Is chloride in intravenous fluids nephrotoxic?BMJ 2012; 345 doi: http://dx.doi.org/10.1136/bmj.e6940 (Published 17 October 2012) Cite this as: BMJ 2012;345:e6940
When one intensive care unit in Australia reduced the chloride content of permitted intravenous fluids, patients’ renal function improved significantly. The incidence of acute kidney injury and use of renal replacement therapy fell. In addition, serum creatinine concentrations rose less sharply than they had during a control period before the switch (mean increase 14.8 μmol/L (95% CI 9.8 to 19.9) v 22.6 μmol/L (17.5 to 27.7); P=0.03).
The lower concentration of chloride in intravenous fluids could have been responsible, say the authors, although the new fluids also contained more anion buffers such as lactate, more albumin, more potassium, and less sodium. Staff also stopped using a 4% gelatine solution during the six months of the intervention.
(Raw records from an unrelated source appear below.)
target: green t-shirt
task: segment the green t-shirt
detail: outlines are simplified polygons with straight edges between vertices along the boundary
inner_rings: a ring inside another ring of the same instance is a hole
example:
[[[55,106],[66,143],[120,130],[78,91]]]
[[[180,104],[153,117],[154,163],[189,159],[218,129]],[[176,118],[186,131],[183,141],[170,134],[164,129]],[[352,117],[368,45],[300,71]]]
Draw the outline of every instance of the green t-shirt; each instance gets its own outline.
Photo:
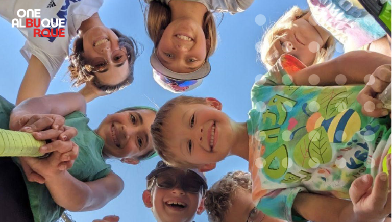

It is impossible to isolate the impact of lower chloride concentrations from all the other changes that went with it, says a linked editorial (p 1583). Before and after studies can’t establish cause and effect either. But this carefully done pilot does pave the way for proper trials of intravenous fluids, which are long overdue.
Even ubiquitous fluids such as normal saline contain supraphysiological doses of chloride ion. We simply don’t know what these fluids do to the human kidney. Animal studies hint that chloride is a renal vasoconstrictor that reduces perfusion and impairs glomerular filtration.
Trials of chloride sparing strategies would be difficult but not impossible, says the editorial. A cluster design that randomises intensive care units, not patients, may be the best way forward.